On the doormat lay five red letters all with different shouty words on the front like Urgent: Final Payment Request and Fines overdue – we will release the hounds, along with one of those Wanted posters with that picture of Tiddles on it. Casper picked them all up and traipsed down the dark corridor to the back of the house. At the kitchen table sat Casper’s dad, Julius Candlewacks, surrounded by mountains of cookery books and furiously scribbling on a roll of toilet paper. Casper’s mum, Amanda Candlewacks, stood proudly in the middle of the cluttered kitchen floor, her blouse inside out, little pink rollers littering her straggled blonde hair, with a whole raw chicken clutched to her chest like a slippery hot water bottle.
“I’m making chicken!” she announced.
“Oh,” said Casper, worried. “It looks very dirty. What have you been doing with it?”
“I might have dropped it once or twice, but it’s fine. We always clean the floor, right?”
“I’ve never cleaned the floor.”
“It doesn’t matter, Casper. Floor bits are tasty.” Amanda flung open the oven door, threw in the chicken, slammed it shut and grinned. “Simple as that. I’m a natural!”
The door swung back open and broke right off its hinges, tipping the oven forward so that the grubby chicken tumbled out on to the floor and rolled under a cupboard.
“Oh…” muttered Amanda. “Is that meant to happen?”
Casper sighed. “Forget the chicken, Mum. Let’s try beans on toast.”

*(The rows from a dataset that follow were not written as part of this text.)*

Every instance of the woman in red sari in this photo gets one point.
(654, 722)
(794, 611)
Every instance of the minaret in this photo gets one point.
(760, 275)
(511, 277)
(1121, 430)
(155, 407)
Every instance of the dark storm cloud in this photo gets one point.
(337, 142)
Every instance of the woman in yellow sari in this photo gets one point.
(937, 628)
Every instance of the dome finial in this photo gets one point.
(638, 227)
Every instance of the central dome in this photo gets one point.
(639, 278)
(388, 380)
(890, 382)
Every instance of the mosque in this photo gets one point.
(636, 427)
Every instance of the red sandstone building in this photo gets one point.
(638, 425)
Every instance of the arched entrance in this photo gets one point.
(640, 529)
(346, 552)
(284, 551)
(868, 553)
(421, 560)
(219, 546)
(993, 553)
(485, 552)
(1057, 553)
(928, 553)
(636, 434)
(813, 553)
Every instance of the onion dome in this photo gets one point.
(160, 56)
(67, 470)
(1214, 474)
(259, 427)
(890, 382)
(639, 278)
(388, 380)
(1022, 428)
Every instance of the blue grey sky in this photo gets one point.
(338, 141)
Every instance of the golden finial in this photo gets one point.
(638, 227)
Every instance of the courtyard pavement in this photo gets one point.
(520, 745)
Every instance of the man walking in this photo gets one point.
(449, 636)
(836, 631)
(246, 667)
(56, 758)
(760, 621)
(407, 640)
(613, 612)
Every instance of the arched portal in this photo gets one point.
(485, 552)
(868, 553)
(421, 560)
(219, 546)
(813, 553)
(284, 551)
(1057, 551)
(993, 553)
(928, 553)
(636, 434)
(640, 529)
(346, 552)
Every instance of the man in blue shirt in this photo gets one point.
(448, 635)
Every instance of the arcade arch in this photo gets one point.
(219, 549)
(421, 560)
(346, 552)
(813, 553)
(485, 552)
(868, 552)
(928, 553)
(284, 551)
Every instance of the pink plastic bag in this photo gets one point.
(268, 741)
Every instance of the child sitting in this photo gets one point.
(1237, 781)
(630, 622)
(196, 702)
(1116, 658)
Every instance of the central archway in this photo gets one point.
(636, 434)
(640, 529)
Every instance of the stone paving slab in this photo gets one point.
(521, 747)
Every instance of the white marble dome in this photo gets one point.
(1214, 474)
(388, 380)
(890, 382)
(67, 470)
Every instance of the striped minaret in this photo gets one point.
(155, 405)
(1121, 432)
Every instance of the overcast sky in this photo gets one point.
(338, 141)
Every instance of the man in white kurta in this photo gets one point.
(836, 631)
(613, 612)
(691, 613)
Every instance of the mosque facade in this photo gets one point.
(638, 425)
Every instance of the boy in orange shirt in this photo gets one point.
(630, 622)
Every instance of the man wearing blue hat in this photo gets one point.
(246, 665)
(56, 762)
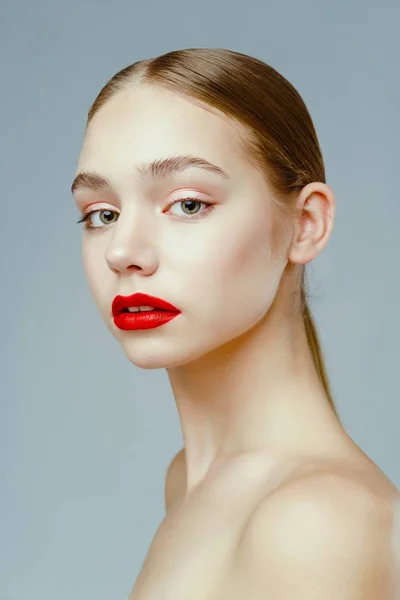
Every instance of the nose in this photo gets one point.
(131, 249)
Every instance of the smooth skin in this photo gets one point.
(270, 497)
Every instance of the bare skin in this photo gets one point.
(262, 444)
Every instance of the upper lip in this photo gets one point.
(139, 299)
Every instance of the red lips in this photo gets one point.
(122, 302)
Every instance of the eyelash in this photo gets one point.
(85, 217)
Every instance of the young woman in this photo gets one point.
(202, 191)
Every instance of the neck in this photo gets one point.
(259, 393)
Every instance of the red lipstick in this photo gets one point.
(161, 312)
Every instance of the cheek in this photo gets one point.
(230, 269)
(96, 269)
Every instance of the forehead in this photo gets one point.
(147, 122)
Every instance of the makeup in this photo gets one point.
(141, 311)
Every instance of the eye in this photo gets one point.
(106, 218)
(191, 207)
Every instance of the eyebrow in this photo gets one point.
(157, 169)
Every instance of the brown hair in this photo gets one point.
(279, 135)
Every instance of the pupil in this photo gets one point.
(107, 215)
(190, 204)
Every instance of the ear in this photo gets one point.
(314, 222)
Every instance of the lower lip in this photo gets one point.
(143, 320)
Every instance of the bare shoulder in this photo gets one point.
(328, 535)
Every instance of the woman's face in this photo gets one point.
(209, 253)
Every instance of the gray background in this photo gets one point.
(86, 436)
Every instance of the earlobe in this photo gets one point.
(316, 209)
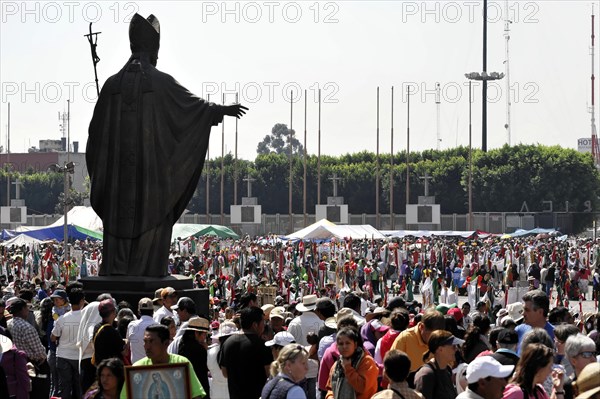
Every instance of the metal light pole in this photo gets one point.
(68, 168)
(470, 165)
(484, 77)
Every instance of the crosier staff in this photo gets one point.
(95, 59)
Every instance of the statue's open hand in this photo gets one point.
(237, 110)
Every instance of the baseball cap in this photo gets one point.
(226, 328)
(185, 303)
(166, 292)
(157, 296)
(486, 366)
(267, 308)
(62, 294)
(282, 338)
(379, 326)
(197, 323)
(106, 306)
(145, 304)
(15, 304)
(278, 311)
(587, 381)
(508, 336)
(456, 313)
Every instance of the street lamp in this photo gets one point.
(485, 77)
(69, 168)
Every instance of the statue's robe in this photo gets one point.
(146, 148)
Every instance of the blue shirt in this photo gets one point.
(524, 329)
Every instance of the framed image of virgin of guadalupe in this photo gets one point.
(162, 381)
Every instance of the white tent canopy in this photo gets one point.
(325, 230)
(82, 216)
(21, 239)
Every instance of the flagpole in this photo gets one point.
(222, 164)
(407, 145)
(377, 223)
(235, 172)
(392, 167)
(291, 152)
(304, 188)
(319, 155)
(208, 177)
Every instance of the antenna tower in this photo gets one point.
(507, 23)
(595, 149)
(437, 108)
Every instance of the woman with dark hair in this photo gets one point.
(534, 366)
(354, 374)
(218, 388)
(46, 323)
(110, 377)
(476, 340)
(194, 347)
(169, 322)
(434, 379)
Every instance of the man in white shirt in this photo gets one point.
(309, 321)
(135, 330)
(169, 297)
(64, 334)
(185, 310)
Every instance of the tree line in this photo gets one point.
(502, 180)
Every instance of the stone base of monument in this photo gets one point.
(133, 288)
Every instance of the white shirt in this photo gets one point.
(218, 385)
(89, 318)
(135, 337)
(66, 328)
(303, 324)
(164, 312)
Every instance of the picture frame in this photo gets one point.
(161, 381)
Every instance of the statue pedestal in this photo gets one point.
(133, 288)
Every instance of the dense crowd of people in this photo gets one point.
(330, 330)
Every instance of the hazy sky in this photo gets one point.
(264, 50)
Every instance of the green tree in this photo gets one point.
(278, 142)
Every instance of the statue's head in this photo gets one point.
(144, 36)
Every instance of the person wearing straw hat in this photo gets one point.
(588, 385)
(310, 320)
(169, 298)
(14, 364)
(194, 346)
(218, 387)
(135, 329)
(245, 359)
(487, 379)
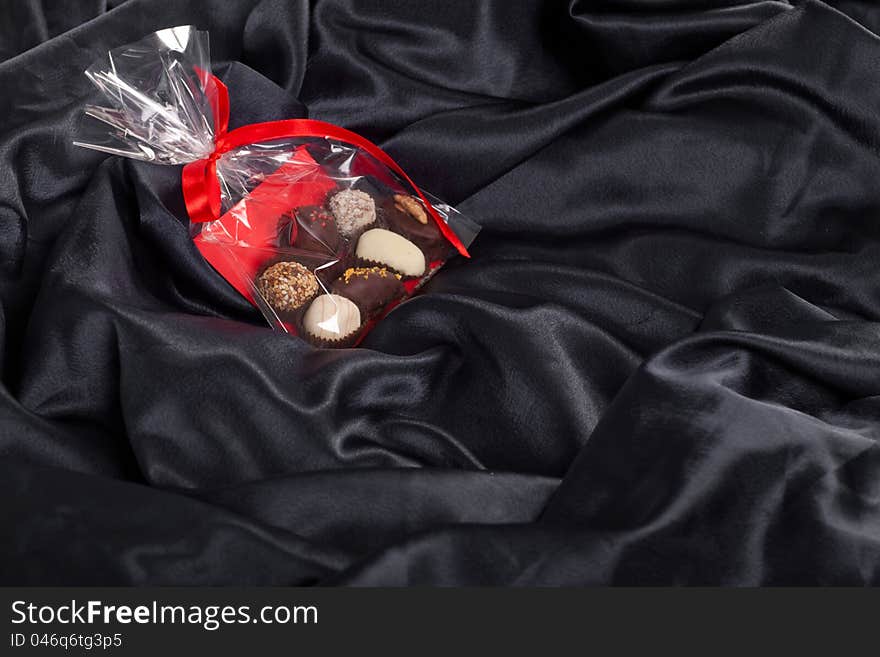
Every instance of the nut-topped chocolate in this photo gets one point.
(287, 286)
(371, 288)
(354, 211)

“Beans on toast! That’s easy.” She perked up at once and bounded back over to the stove, grabbing the nearest saucepan and thumping it down on a ring. Into the pan she threw two slices of stale bread and a tin of baked beans (unopened), then she stepped back with hands on hips, chest puffed up proudly. “There. I’m not completely useless.”
“Um…”
You see, being a mum is a difficult job. It’s much easier, on balance, to sit in front of the telly and munch biscuits. Amanda Candlewacks made this discovery eleven and a half years ago, shortly after the birth of her bubbly blonde-haired son called Casper. She’d only get up from the sofa during advert breaks or weather reports, and that would only be to fetch biscuits, use the toilet or have another baby (which only happened once, and Amanda was furious about it because she missed the latest episode of Granny’s Skin Complaints).

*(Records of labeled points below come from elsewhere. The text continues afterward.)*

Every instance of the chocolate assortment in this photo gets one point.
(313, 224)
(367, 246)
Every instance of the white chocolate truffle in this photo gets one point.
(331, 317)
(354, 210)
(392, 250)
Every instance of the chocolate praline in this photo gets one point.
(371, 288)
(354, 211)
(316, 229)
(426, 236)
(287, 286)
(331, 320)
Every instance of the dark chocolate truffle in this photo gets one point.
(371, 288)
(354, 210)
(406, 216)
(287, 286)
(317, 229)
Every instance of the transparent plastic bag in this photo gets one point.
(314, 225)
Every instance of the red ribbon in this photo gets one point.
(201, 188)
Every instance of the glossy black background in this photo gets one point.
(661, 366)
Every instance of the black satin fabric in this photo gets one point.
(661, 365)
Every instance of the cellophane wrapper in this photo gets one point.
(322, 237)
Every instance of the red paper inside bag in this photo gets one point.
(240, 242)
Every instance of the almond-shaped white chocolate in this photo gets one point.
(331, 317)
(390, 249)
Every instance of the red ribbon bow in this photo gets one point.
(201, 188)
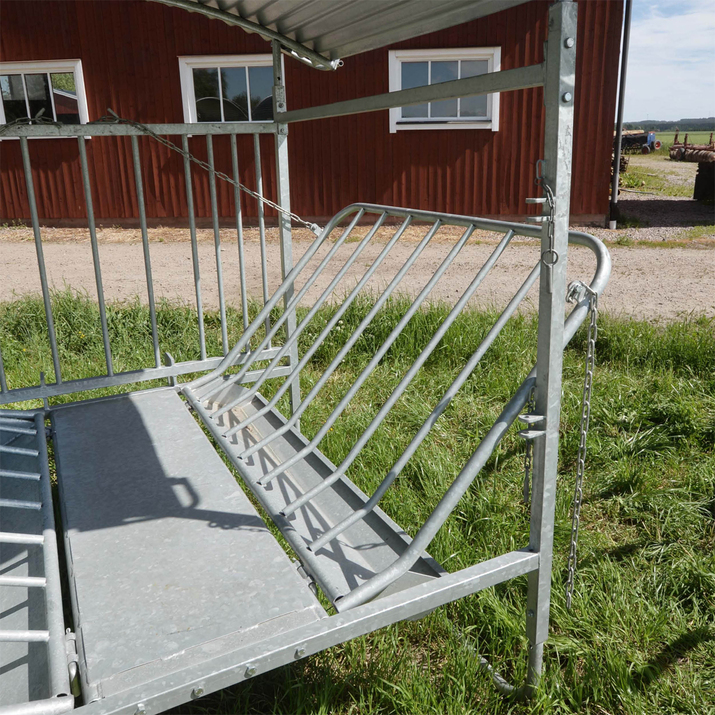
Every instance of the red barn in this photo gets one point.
(472, 156)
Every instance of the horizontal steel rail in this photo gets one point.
(24, 636)
(504, 81)
(113, 129)
(68, 387)
(11, 394)
(202, 392)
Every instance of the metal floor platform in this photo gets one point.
(169, 563)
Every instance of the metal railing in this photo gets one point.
(202, 392)
(16, 393)
(31, 466)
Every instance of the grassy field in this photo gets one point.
(641, 636)
(667, 139)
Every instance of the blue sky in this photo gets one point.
(671, 66)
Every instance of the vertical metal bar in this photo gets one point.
(217, 242)
(3, 381)
(145, 244)
(95, 253)
(239, 231)
(613, 215)
(194, 246)
(40, 257)
(284, 227)
(261, 223)
(558, 140)
(59, 677)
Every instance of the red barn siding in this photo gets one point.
(129, 53)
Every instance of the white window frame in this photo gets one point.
(45, 67)
(187, 64)
(396, 57)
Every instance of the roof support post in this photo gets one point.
(558, 140)
(283, 200)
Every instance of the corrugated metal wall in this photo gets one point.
(129, 53)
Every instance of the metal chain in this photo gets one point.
(529, 451)
(585, 418)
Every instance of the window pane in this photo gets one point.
(415, 74)
(474, 106)
(38, 94)
(208, 103)
(444, 72)
(64, 95)
(261, 83)
(13, 96)
(235, 94)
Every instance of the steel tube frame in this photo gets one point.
(284, 227)
(559, 91)
(194, 245)
(136, 161)
(506, 80)
(57, 655)
(406, 380)
(262, 226)
(239, 230)
(290, 307)
(27, 168)
(350, 342)
(217, 241)
(95, 252)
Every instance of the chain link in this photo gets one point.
(585, 418)
(529, 451)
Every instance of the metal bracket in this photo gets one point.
(72, 661)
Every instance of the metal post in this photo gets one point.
(283, 200)
(217, 242)
(558, 140)
(613, 213)
(145, 247)
(194, 245)
(40, 257)
(95, 253)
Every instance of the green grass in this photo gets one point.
(641, 636)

But two months ago the telly broke and, left alone in the house with Cuddles, her screaming baby, Amanda was faced with a problem. You see, televisions have ‘mute’ buttons and you can change the channel when you get bored, but even the most up-to-date babies can’t boast those features. So she was forced to be a mother for the very first time in eleven and a half years. Strangely, she quite liked it. Not so strangely (for someone who’d been sitting in front of a telly for over a decade), she wasn’t very good at it.